Впрочем, я и так знала, что ничего не выйдет. То, что в коридоре я изображала безвольную тряпку (а по большей части и была таковой), не помешало осмотреть обстановку. Судя по всему, это был какой-то подземный этаж, а лестницу наверх закрывала металлическая дверь с экраном, по типу домофонного, по соседству. А ещё по периметру были натыканы камеры, совсем не скрытые, так что незаметно пройти не получилось бы.

Позже я вновь осталась одна в четырёх стенах. Здесь не было ни книг, ни телевизора, ни чего-то ещё, чем можно было занять себя. Только кровать, стул, стол и пустой шкаф, не годящийся даже для игр в Нарнию. Наверное, так чувствовали себя преступники в камере-одиночке, вот только я не ощущала за собой такой вины, которая была бы соразмерна наказанию.

Энергия восполнялась слишком медленно, чтобы устроить какие-нибудь физические упражнения, вроде отжиманий на кулаках (не то, чтобы я когда-то вообще пробовала это делать…), так что приходилось обходиться умственными. Получалось не лучше. Я пыталась найти выход из ситуации и не находила его, несмотря на то, что всегда считала, что безвыходных ситуация просто не бывает. И это, вкупе с изоляцией и невозможностью себя занять, сводило с ума.

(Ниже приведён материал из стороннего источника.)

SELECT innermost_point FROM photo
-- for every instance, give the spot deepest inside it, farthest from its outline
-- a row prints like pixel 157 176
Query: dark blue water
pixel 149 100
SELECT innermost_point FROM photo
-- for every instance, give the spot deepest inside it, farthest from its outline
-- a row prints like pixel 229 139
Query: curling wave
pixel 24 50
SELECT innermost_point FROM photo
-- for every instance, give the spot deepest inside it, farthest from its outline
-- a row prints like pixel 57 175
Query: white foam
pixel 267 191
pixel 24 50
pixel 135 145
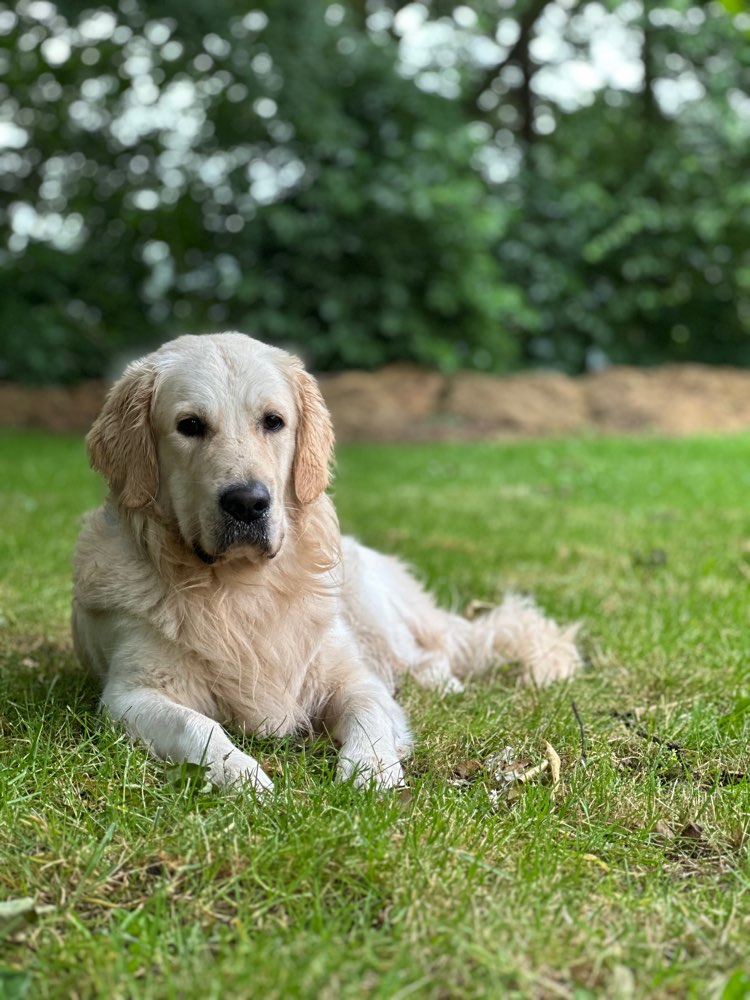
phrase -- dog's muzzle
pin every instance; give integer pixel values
(246, 509)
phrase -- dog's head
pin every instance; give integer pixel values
(221, 435)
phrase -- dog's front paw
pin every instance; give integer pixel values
(236, 770)
(383, 770)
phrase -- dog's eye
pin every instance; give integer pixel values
(272, 422)
(191, 427)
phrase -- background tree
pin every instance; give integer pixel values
(461, 186)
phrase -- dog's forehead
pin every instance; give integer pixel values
(237, 374)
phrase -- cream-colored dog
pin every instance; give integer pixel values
(213, 586)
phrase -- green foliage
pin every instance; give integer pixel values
(282, 178)
(632, 881)
(284, 170)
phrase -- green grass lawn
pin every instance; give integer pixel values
(632, 880)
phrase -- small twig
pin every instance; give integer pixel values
(579, 720)
(627, 719)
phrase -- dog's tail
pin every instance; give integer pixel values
(515, 632)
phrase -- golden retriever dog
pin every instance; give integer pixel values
(213, 587)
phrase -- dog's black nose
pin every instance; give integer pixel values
(246, 502)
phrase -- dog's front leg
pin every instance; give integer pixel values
(366, 721)
(174, 732)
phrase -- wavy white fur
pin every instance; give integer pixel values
(195, 622)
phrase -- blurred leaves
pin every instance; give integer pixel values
(285, 171)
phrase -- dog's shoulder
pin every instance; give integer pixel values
(111, 573)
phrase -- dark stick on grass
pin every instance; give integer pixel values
(582, 731)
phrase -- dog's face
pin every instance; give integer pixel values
(220, 435)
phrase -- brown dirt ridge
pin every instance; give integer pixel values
(407, 403)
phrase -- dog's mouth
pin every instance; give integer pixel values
(238, 540)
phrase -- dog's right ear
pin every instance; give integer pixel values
(121, 444)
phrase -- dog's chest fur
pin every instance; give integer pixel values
(246, 641)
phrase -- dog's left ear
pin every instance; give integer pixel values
(313, 453)
(120, 443)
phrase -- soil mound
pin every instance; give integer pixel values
(405, 402)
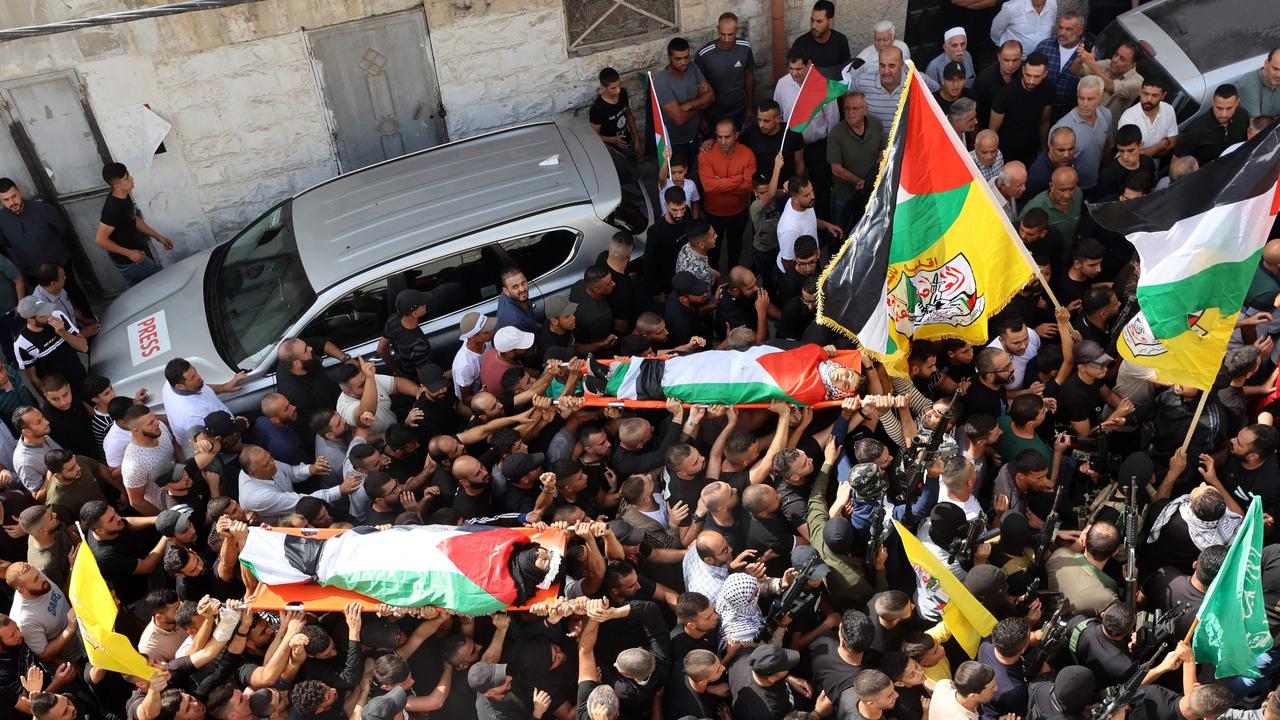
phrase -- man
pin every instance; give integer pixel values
(854, 149)
(188, 399)
(814, 135)
(1155, 118)
(1063, 201)
(1059, 154)
(1020, 110)
(682, 94)
(1027, 22)
(1260, 90)
(1010, 185)
(151, 447)
(594, 323)
(995, 77)
(885, 87)
(955, 44)
(883, 35)
(122, 231)
(28, 456)
(726, 173)
(760, 683)
(986, 154)
(1079, 574)
(33, 232)
(44, 615)
(1210, 133)
(1119, 73)
(266, 487)
(49, 342)
(513, 304)
(823, 45)
(1092, 127)
(730, 68)
(1060, 53)
(799, 219)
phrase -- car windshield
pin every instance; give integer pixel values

День тянулся, как некачественная жвачка — медленно и будто неохотно. Часов не было тоже, поэтому время я примерно отсчитывала по приходам молчаливой девушки. Вот она принесла обед, значит перевалило за полдень. Вот сводила меня в комнатку прояснений — допустим, в четыре часа. Вот поменяла опустевший кувшин с водой. Шесть?

В примерно восемь по моему внутреннему времени, явился Ханси. Я в этот момент сидела на столе, забравшись туда прямо с ногами, изображая чёрт знает какую из асан и размышляя, через сколько похожих на этот дней начну сходить с ума на самом деле, а не метафорически. По всему выходило, что не скоро, психика, как хотелось надеяться, была у меня гибкой, вот только никто не мог дать гарантий, что доживу до этого момента, если каждый вечер буду служить пищей голодному вампиру.